Relevant Special Return Criteria:

5001, 5002 and 5010

Visa Application Charge

The costs of the 151 visa application are as follows:

  • Base application charge: $3,955
  • Additional adult applicant: $1,980
  • Additional child applicant: $990

Any applicant over the age of 18, must demonstrate functional English. Failure to do so will result in a second installment of $4,890. This second installment must be paid prior to grant of the visa. A person may evidence functional English via one of the below-listed means

  • Completion of a proscribed English test to a proscribed standard.
  • Completion of all primary school education and 3 years of secondary school education conducted in English.
  • Completion of 5 years of secondary school education conducted in English.
  • Completion of 1 year tertiary study in Australia.
  • Completion of a tertiary qualification resulting in 2 years of tertiary study conducted in English.
  • Evidence of citizenship in one of either the United Kingdom, the United States of America, Canada, New Zealand or the Republic of Ireland.

Visa Conditions

All visas granted to offshore applicants must specify a date of first entry.

Date of First Entry Requirement

If you are issued your 151 visa whilst outside Australia, your visa may be issued with a proscribed date, before which you must enter Australia.
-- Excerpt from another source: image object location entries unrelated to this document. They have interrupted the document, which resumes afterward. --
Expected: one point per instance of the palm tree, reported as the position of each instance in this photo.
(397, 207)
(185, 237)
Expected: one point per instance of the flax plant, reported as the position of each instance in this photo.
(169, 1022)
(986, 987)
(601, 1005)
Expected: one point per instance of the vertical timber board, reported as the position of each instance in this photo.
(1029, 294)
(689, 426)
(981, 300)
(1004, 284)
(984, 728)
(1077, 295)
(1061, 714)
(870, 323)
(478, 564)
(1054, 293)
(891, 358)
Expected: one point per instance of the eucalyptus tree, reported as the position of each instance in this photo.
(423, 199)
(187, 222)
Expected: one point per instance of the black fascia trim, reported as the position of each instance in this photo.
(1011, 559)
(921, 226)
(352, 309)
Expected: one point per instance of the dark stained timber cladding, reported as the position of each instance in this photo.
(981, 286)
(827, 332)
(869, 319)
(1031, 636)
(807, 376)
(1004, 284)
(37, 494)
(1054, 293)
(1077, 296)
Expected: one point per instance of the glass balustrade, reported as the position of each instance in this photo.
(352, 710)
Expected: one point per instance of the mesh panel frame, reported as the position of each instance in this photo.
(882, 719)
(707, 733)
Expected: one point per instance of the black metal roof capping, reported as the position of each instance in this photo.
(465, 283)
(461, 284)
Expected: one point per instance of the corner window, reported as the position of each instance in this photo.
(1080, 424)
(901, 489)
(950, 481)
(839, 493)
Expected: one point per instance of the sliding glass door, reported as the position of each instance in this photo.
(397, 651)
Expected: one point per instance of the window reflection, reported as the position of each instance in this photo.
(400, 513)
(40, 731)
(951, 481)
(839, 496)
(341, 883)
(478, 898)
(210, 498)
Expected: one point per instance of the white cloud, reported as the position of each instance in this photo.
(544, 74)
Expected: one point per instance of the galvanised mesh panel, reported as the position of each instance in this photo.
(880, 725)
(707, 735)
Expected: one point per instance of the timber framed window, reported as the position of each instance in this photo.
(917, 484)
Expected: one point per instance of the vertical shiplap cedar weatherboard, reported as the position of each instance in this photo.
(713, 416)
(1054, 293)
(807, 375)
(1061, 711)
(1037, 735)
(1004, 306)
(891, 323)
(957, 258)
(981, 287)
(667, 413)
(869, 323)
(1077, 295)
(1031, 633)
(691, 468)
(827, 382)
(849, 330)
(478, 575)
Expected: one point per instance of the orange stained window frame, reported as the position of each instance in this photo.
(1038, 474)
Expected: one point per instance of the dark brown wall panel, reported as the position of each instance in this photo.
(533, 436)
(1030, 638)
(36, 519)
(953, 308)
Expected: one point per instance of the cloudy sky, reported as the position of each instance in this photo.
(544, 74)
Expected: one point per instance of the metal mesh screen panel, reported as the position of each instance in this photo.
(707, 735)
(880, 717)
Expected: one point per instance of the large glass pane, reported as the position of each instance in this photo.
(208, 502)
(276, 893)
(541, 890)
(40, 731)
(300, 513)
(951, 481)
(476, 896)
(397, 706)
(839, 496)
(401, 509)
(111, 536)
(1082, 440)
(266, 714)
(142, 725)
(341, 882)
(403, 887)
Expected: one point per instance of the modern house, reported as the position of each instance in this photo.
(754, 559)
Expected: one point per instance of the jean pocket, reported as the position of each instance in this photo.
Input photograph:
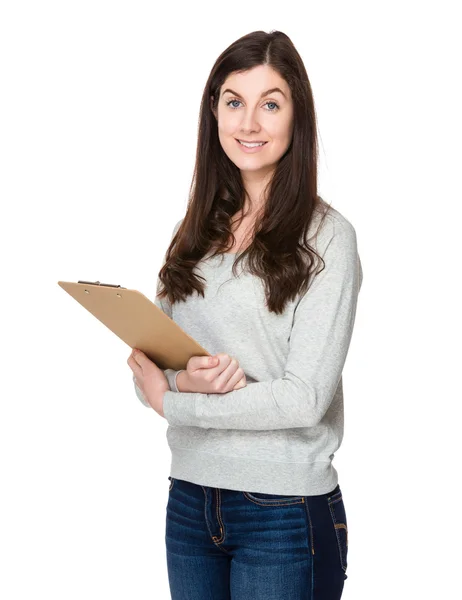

Failure to enter Australia by the date specified in your visa grant will permit the Department of Home Affairs to cancel your visa, necessitating a subsequent application.

In some circumstances, a person subject to an “enter-before” date may avoid cancellation if there is sound excuse as to why entry to Australia was not possible. If you have been issued a 151 visa and have received a notice of intention to cancel your visa on such grounds, it is vital you contact a migration solicitor immediately.

Assurance of Support

Though exceedingly rare, some former resident visa applicants may be required to submit an “assurance of support” before being issued a visa to enter the country. This “assurance of support” constitutes a bond, held for a determinate duration, from which the value of any social security entitlement paid out to the visa holder will be subtracted. At the end of the proscribed bond period, the balance of the assurance of support will be refunded by the Department of Social Services in Australia. If you are requested to provide an “assurance of support” it is a requirement of the visa that the bond be provided to and accepted by the Secretary of Social Services. The value of the bond can vary from applicant to applicant.